Peanut

My 16 yr old dog lays in her bed, her body jerking as she sleeps. She has a ragged, deep-chested cough that I’m worried about, but the vet says it’s only because of her narrow throat. I’m still going to go in and get her checked out anyway. One day soon.

I guess I’m avoiding it because I’m in my own state of denial. I don’t want to know the truth. I don’t want to know how quickly her body is deteriorating. How little time she has left.

I was interested, for about a week, on studying up on how to become a Stoic. On the site I ended up in my research, one aspect of being a Stoic is coming to terms with your own mortality. You stare it down through rigorous meditation. And that’s supposed to be liberating because it makes you live every moment as if it was your last.

Though the idea of living courageously and boldly by embracing my own mortality seems good on the surface, I’m too afraid to jump off that diving board. My problem is I suffer from depression with suicidal tendencies. I’m afraid what studying my own death would stir up in those murky waters.

I’m also afraid of my dog’s mortality, so I’ve started to pull away from her a little. That way I won’t be as close when the unspeakable but inevitable happens. I almost wish it was already over with; the anticipation is difficult. Will I ever reach down to pet her and she won’t be warm to my touch?

But I don’t really want her to go. I want her to live forever. I want her to be like she was when she was young, when she could jump up and down from the bed, and we didn’t have to worry about her legs or her back. When she could hear us coming up behind her, and she didn’t cough all the time. When her fur was dark and luxurious, and she didn’t have all the different lumps on her skin and in her body that we have to ‘keep an eye on.’
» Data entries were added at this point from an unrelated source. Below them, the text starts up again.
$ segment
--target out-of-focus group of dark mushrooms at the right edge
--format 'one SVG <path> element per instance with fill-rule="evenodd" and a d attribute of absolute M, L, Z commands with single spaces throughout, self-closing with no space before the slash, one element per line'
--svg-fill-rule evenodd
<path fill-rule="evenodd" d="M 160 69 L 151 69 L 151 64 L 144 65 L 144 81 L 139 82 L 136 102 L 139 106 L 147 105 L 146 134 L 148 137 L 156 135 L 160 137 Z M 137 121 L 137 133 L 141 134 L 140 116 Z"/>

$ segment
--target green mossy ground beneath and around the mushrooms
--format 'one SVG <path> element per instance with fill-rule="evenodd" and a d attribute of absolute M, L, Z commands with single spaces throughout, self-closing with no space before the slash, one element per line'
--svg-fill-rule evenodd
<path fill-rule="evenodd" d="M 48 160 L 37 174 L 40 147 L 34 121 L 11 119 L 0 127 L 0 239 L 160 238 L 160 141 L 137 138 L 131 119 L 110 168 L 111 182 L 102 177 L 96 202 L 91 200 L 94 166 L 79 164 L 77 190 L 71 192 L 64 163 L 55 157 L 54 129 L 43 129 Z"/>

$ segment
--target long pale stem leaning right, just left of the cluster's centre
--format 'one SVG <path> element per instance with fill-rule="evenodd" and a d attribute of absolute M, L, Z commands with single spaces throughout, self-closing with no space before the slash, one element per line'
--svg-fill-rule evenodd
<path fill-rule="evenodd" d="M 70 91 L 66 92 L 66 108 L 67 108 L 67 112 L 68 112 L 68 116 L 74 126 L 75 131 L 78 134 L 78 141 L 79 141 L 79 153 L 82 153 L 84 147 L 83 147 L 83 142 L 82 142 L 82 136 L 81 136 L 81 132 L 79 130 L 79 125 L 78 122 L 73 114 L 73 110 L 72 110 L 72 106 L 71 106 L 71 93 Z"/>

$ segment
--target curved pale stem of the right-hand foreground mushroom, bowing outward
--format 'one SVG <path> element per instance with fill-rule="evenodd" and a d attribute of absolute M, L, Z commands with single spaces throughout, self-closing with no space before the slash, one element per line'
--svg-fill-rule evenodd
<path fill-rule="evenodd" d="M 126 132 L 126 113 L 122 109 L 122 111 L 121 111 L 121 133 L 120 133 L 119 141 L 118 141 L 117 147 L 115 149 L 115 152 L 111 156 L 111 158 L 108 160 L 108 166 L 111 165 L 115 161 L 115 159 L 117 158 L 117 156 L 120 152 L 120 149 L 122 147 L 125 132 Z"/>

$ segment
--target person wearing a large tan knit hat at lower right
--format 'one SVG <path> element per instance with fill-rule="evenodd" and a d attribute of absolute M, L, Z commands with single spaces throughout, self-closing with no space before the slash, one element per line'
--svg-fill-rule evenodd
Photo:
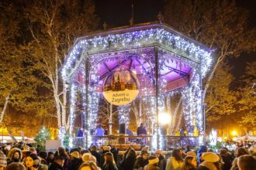
<path fill-rule="evenodd" d="M 221 170 L 220 157 L 216 153 L 205 152 L 202 154 L 202 160 L 198 170 Z"/>

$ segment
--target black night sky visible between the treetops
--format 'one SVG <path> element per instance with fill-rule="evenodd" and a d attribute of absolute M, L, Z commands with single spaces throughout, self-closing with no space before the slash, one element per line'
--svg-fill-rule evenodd
<path fill-rule="evenodd" d="M 165 0 L 95 0 L 96 14 L 100 18 L 100 27 L 106 22 L 109 28 L 129 25 L 131 4 L 134 8 L 134 23 L 157 21 L 158 12 L 164 12 Z M 256 28 L 256 1 L 237 0 L 237 5 L 250 11 L 250 26 Z M 237 59 L 230 59 L 234 75 L 238 78 L 243 75 L 247 62 L 256 60 L 256 53 L 242 53 Z"/>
In the end, death comes for us all. Hopefully when we’re old and grey and have lived a long, full life, and our body just gets worn out from all the living, rather than when we’re young with too much living left to do.

My little dog is still asleep in her bed. Her jerky movements have stopped; I guess her dream is over. I can still see her side rise and fall, I can still see her breathing. So I know she’s still around for another bout of kisses, another treat, another brushing. Another day.